Auf 5m gibt es nicht viele Lösungen, darunter aber nahezu keine Lösung, die einem den vollwertigen Ersatz für ein Hotelzimmer bietet.
Es war schon immer faszinierend, was durch wenige Zentimeter Länge oder Breite plötzlich für ein Sprung möglich wird von VW California auf z.B. Westfalia Amundsen 540 D. Das ist der innere Sprung von Bulli Enge auf 'vollwertiges Wohnmobil' glaubt man als Neuling.

Komplex wird es nun, wenn man von den Maßen eines 5,40m Ducato wieder deutlich runter geht und versucht, vollwertige Bereiche eines Wohnmobiles beizubehalten.
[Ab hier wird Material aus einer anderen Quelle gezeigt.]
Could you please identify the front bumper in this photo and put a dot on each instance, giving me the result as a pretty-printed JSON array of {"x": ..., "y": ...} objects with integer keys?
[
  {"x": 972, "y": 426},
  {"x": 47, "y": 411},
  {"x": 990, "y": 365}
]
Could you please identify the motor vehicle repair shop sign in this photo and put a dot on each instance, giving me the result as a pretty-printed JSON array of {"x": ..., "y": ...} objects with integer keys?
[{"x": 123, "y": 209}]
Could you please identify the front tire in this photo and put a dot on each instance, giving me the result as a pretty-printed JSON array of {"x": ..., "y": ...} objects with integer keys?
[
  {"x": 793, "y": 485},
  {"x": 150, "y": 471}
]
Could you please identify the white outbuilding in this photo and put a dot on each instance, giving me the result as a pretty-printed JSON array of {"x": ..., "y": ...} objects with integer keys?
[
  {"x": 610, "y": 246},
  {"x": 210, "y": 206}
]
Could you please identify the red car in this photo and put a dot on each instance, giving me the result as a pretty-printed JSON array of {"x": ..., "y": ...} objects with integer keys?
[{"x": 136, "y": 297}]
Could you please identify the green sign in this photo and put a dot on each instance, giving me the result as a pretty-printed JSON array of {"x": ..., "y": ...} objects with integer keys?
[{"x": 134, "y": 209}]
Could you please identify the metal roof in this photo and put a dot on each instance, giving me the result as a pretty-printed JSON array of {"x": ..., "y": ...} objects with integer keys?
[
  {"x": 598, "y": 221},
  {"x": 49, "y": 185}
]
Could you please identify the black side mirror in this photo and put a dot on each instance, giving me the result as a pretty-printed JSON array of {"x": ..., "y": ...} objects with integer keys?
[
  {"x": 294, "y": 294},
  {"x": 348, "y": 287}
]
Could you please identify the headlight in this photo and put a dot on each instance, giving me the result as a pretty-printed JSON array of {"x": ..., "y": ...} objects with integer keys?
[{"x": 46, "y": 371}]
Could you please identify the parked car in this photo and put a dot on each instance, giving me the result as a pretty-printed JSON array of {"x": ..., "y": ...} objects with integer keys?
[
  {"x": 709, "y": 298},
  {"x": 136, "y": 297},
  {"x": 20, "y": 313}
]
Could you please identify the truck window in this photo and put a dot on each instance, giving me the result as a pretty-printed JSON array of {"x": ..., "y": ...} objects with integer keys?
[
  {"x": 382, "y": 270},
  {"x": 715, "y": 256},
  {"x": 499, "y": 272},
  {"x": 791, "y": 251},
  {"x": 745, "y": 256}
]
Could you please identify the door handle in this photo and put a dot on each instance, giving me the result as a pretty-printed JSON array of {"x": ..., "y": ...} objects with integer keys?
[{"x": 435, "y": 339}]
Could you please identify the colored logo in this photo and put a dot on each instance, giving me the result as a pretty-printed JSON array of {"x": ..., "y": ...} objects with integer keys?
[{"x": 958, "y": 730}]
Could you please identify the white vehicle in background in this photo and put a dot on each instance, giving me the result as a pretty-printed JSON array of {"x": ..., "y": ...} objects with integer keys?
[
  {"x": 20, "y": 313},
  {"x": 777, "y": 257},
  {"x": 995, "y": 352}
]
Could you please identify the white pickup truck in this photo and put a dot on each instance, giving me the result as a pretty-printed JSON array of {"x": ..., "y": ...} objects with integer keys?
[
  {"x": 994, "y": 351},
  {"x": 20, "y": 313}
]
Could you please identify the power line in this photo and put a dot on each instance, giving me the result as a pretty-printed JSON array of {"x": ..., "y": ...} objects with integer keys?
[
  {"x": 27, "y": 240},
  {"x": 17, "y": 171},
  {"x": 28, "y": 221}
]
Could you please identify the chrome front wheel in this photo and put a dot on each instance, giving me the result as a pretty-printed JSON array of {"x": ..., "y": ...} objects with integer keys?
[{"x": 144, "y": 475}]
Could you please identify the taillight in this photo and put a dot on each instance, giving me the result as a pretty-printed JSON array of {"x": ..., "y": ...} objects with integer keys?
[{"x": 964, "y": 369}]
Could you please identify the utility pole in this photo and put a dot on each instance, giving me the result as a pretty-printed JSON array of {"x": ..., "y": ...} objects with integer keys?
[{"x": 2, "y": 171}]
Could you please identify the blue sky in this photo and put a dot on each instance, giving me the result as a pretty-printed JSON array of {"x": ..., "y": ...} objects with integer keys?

Im Rookie ist das auf völlig mutige und fast schon kranke Art und Weise gelungen. Das Auto bietet auf 5m und eher normaler Breite ein Bad, das oft noch nicht mal große Konzepte an Bord haben. Küche für diese Größe perfekt. Die Dinette, angenehm und durchdacht. Die Betten mutig, aber einfach da und es kann losgehen.

Wer vor allem aus Sicht der Singles, Trickser und Gelegenheitsnutzer erster Stunde den Schritt versuchen mag, der hat mit dem Rookie echt eine 1-Personen-Burg in der Tasche. Gerade für Dienstreisende doch mal eine Überlegung, anstelle eines repräsentativen Audi A6 Variant mit Staustress und Hotelsuche einfach auf den gleichteuren Rookie als Langstreckenmotel zusetzen.

Stau - ich setz mich in meine Lounge und entspanne 50cm hinter dem Cockpit.
Toilette - klar, wenn ich mal muss, dann einfach kurz anhalten. Jederzeit und super hygienisch.
Hunger - alles einsatzbereit an Bord.
Durst - keine Frage. Auch Kaffe.
Müde - hau Dich hin, es wird überall gut tun und helfen, fit zu sein.
Kleidungswechsel - zieh Dich um, Schrank fährt mit.
Auf Termin warten - geh in Dein 5m Zimmer und nutze die Zeit effektiver.

Es erfordert in der Tat fast zuviel Mut, die Zögerlichen für solche Zwecke sogleich mit einem Angebot für einen 5,40m Ducato Bomber abzuholen.

Das Bulli Format hat sich eine ordentliche Akzeptanz in der Gesellschaft des Berufsverkehrs und auf allen engeren Parkplätzen samt aller Beweglichkeit erarbeitet.

Der Rookie ist sogar nochmal deutlich kürzer als der Westfalia Club Joker - im Gegensatz dazu jedoch noch ernster und echter mit Wohnmobilfunktionalität versehen, als dies beim Club Joker der Fall wäre.

Aus irgendwelchen Gründen schafft der Club Joker es nicht so leicht, als neue Idee für Singles, junge Paare, Berufsdienstler und viele mehr Berücksichtigung zu finden, was ich unbegründet finde. Klar ist der Joker teuer, aber Qualität hat seinen Preis.

Mit diesem Rookie könnte das alles anders werden. Aber gerade hier wird es eine Frage des Marketings sein, denn (beispielsweise!) einen A6 Kunden holt man nicht eben mal mit links in ein Nutzfahrzeug.

Und bereits schon wieder jammerschade, dass unsere polnischen Freunde zwar geniale Konzepte bauen, aber es noch nicht mal schaffen, das eigene Produkt auf die Webseite zu stellen. Preislisten gibt es ebenso wenig wie die Chance auf einen gut funktionierenden Auftritt in deutsch. Angesichts der angepeilten Absatzmärkte wäre dies aber die erste Pflicht, wenn ich auch was verkaufen will.

Ein direkter Vergleich zwischen Rookie und Club Joker wäre tatsächlich interessant.
Und warum gibt es so einen innovativen Riss nicht von Westfalia?